活字嫌い

最近はコンピュータ編集なので、「活字」という言葉は死語になりましたが、本を読まなくなったことを「活字離れ」と言っていましたよね。亡くなった母に「あなたが雑誌を作っているなんて考えられない」と、よく言われましたが、私は子どものころから本を読むのはあまり好きではなかったように思います。しかし、結構、要領がいいので、夏休みの宿題の読後感想文で、ある小説の最初の数ページと、真ん中の数ページ、そして、最後の数ページに、前書きと後書きだけを読んで、とても良い成績をいただいたこともあります。

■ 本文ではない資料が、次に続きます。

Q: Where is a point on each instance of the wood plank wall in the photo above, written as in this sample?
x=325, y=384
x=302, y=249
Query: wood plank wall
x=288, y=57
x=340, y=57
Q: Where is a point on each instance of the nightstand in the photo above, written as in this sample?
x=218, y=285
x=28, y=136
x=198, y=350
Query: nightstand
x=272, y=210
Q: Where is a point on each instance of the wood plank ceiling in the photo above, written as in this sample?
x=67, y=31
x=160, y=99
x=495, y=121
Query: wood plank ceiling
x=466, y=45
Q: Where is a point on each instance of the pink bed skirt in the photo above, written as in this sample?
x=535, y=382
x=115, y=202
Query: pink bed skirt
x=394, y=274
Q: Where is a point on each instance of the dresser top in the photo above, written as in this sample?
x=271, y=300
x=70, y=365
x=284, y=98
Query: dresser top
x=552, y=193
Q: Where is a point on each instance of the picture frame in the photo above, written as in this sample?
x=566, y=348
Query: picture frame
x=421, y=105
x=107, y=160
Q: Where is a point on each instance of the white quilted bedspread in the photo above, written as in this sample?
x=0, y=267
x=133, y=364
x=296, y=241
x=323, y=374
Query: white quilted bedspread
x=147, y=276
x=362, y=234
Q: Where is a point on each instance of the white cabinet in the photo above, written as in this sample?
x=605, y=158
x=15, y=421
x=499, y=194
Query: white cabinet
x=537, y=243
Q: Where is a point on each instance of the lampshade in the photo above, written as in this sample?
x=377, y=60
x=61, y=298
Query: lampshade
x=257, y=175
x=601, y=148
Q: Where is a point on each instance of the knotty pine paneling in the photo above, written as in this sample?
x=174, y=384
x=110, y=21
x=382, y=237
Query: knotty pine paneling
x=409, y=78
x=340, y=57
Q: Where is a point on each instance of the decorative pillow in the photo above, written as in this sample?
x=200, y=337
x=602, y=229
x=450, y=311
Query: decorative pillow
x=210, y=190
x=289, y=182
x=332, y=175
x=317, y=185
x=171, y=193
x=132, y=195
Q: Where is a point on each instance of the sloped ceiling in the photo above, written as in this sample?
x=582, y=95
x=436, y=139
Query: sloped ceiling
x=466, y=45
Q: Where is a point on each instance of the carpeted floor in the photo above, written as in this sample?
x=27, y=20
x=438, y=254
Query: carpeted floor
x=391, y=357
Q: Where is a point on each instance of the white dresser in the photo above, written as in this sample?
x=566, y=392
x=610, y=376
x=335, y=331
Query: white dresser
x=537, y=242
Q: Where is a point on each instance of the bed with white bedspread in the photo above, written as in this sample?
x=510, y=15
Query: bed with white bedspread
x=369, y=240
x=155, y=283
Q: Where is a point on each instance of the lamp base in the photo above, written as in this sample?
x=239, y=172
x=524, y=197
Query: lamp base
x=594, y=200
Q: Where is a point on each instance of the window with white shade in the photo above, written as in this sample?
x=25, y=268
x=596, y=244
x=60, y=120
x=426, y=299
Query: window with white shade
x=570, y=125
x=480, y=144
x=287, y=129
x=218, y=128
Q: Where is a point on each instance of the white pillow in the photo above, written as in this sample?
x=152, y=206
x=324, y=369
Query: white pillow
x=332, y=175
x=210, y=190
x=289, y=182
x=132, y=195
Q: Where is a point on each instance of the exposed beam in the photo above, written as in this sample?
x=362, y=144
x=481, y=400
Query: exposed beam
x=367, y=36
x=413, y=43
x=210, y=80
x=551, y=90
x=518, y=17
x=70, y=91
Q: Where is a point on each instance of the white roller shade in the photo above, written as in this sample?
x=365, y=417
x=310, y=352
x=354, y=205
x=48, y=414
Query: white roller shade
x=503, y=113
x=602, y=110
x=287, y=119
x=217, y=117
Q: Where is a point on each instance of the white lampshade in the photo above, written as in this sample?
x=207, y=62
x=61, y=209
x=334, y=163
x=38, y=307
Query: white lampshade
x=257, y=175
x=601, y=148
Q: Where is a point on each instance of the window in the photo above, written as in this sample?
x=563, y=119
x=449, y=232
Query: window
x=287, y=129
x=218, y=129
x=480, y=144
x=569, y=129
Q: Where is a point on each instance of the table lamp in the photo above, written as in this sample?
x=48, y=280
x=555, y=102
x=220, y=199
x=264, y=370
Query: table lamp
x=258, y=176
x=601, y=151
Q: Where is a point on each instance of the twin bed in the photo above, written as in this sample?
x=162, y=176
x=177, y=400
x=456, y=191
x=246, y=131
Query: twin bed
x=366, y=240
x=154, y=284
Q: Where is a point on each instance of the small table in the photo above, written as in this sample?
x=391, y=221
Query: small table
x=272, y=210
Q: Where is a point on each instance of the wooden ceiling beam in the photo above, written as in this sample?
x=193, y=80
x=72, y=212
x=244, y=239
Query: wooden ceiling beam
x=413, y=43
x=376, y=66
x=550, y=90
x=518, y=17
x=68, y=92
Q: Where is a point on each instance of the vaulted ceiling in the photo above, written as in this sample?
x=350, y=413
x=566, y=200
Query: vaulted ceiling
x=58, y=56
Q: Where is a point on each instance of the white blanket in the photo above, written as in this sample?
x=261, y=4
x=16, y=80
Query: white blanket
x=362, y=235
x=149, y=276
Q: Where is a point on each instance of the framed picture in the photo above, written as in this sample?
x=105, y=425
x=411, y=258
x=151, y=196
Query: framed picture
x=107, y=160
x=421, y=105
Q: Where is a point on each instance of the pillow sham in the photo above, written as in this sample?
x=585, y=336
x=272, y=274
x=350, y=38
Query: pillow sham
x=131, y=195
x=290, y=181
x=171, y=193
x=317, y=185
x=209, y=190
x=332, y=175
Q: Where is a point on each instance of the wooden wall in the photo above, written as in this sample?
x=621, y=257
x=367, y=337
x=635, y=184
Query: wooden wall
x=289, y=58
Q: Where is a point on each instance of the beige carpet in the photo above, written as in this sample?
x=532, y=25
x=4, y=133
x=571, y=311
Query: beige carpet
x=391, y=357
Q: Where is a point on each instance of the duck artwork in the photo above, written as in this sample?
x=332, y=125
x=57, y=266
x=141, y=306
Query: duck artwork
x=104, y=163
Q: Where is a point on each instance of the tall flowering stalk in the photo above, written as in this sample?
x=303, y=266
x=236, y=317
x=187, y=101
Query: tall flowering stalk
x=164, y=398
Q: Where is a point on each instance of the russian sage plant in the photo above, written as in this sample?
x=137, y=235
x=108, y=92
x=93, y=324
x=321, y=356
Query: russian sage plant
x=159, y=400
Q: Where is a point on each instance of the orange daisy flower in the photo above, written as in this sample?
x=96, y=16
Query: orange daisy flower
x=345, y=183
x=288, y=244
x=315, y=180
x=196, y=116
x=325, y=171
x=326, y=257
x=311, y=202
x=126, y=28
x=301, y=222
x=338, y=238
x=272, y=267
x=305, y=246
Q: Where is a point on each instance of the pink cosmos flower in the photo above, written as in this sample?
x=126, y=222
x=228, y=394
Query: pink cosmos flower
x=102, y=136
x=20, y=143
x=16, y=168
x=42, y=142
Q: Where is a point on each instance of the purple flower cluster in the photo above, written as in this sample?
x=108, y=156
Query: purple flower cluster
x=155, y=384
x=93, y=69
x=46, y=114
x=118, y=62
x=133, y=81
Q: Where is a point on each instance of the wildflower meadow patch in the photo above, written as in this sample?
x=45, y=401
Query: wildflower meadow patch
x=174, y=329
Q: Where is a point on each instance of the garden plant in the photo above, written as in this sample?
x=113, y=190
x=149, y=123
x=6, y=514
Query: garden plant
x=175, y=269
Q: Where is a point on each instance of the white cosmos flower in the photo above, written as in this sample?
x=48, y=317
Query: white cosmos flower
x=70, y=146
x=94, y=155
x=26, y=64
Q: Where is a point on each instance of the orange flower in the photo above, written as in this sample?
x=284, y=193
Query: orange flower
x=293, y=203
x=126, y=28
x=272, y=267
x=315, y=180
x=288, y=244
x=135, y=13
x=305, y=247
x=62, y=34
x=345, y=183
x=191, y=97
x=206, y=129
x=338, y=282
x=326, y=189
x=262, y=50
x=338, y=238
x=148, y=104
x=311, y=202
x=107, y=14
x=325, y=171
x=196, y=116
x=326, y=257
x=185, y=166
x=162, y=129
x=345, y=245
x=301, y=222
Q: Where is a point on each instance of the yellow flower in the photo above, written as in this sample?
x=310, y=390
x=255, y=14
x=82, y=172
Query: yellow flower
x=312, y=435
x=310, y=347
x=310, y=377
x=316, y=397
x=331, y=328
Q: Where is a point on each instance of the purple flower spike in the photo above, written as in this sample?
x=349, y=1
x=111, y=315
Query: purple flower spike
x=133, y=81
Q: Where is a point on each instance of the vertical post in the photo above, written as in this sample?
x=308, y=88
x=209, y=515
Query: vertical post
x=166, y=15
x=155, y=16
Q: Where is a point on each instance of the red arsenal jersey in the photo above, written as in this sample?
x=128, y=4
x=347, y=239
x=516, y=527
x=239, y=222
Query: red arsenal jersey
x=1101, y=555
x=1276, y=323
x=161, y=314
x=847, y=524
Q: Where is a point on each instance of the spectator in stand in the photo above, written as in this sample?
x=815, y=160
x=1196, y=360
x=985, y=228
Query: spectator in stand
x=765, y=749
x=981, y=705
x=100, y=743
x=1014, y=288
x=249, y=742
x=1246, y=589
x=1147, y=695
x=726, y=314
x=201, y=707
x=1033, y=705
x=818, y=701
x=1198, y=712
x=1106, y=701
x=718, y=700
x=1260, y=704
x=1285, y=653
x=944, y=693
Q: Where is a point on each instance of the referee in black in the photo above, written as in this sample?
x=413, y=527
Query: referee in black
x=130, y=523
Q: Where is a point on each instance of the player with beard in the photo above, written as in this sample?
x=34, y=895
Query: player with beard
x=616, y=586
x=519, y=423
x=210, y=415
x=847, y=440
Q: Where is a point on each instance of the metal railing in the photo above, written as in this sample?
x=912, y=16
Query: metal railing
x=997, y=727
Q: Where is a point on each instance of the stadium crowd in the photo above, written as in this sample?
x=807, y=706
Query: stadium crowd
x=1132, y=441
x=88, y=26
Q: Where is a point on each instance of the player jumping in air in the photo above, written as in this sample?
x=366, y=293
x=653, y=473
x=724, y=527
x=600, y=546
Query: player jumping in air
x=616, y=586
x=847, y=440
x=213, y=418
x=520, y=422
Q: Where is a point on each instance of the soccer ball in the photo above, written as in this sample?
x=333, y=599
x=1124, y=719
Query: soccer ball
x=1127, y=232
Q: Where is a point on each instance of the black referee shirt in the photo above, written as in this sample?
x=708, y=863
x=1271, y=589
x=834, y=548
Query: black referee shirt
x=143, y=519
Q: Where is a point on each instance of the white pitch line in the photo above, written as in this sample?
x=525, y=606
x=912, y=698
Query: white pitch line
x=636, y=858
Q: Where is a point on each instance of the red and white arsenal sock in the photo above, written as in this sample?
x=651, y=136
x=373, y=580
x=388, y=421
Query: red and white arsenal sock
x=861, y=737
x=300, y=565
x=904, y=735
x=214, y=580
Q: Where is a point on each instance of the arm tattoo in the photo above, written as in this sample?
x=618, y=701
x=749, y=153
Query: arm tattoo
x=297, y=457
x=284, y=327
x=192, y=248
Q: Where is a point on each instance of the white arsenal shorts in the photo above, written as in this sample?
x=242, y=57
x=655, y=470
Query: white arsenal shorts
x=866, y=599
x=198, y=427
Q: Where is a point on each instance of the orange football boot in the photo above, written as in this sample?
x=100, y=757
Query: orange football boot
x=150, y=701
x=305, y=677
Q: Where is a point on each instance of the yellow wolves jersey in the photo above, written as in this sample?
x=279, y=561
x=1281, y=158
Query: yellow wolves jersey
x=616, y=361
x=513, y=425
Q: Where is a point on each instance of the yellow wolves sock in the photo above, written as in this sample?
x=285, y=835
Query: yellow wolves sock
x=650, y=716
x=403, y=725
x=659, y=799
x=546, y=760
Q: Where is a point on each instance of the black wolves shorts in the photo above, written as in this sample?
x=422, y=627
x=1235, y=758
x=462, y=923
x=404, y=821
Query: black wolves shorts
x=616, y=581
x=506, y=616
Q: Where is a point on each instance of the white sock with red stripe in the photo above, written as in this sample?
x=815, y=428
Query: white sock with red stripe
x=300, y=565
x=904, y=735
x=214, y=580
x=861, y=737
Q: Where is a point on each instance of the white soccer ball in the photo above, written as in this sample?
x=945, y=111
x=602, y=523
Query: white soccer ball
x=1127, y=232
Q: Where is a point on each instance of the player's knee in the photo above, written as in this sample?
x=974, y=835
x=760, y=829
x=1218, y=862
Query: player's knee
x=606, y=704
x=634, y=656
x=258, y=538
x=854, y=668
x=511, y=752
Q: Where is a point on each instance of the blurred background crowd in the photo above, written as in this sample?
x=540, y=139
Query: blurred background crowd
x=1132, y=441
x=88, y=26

雑誌は正確な情報が命ですから、さすがにテキトーに読んで記事にするということはできません。記事、特にコラムを書くときは、しっかりいくつもの資料を読んで書きますが、短い文章にまとめるためには、あの子ども時代の、一部を読んでテキトーに書く訓練(?)が、ポイントをつかむために役に立ったようで、かなり短時間でまとめることができます。
それにしても、よくこの私が30年以上も編集者をやっていられたと思います。そして、振り返ってみると、意外にも本をよく読んでいたことに気づきました。活字は苦手ですが、好奇心は旺盛なので、その好奇心を満たすために本や雑誌をよく読んでいたのです。